“CEO of Myself” is a Brazilian animated musical short that follows João, a young Black delivery rider who believes he is the “entrepreneur of himself.” Every morning at 5 a.m., armed with watery coffee and a bright orange jacket, he turns the streets of São Paulo into his personal stage, singing about hustle, mindset and self-improvement as if he were the CEO of a one-man company.
Through stylised, theatre-like musical numbers – from rain turning into blue cellophane confetti to cabaret-style policemen dancing under red and blue spotlights – the film embraces the seductive language of meritocracy that surrounds gig-economy workers.

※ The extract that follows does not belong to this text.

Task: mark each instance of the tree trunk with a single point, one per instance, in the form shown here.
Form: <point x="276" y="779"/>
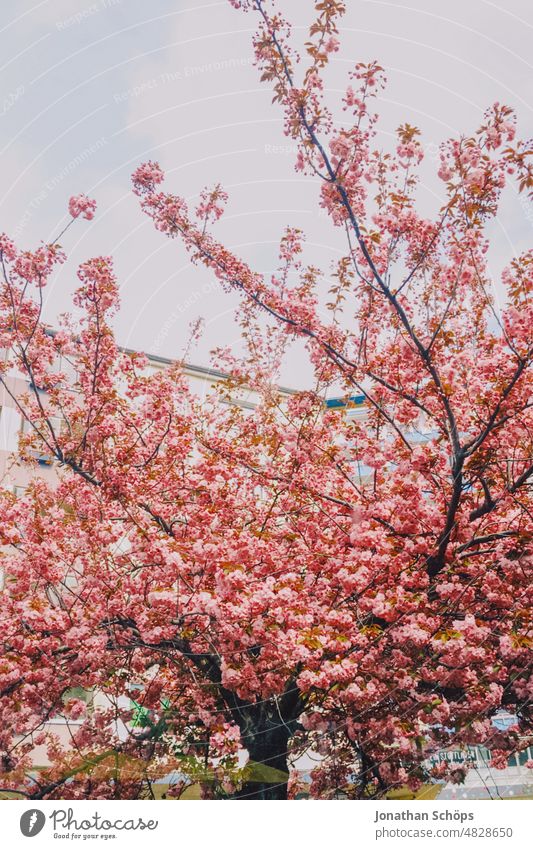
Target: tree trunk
<point x="267" y="748"/>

Every setback is reframed as “resilience training,” every staircase as “cardio included,” every police stop as “networking” to build a “curriculum in police reports.”
In a quiet, realistic interlude on a highway overpass, João’s friend Jair gently questions this worldview, reminding him that potholes, rain and police do not disappear with “positive thinking.” João, however, clings to the belief that if he just rides harder, one day it will all “turn around.” When a routine night delivery ends in a violent police shooting, the musical spectacle collapses: João lies on the wet asphalt, covered in confetti and siren light, singing a final choro-like lament in which he blames himself for the bullet he took.
Blending satirical song, expressionist sets and documentary-like moments, “CEO of Myself” reflects on the psychological cost of the “be your own boss” narrative in a country marked by racism, inequality and police violence. Created entirely from AI-generated images and voices, the film uses new digital tools to question an old promise: in a system built on structural injustice, how free can you really be when you are “your own company”?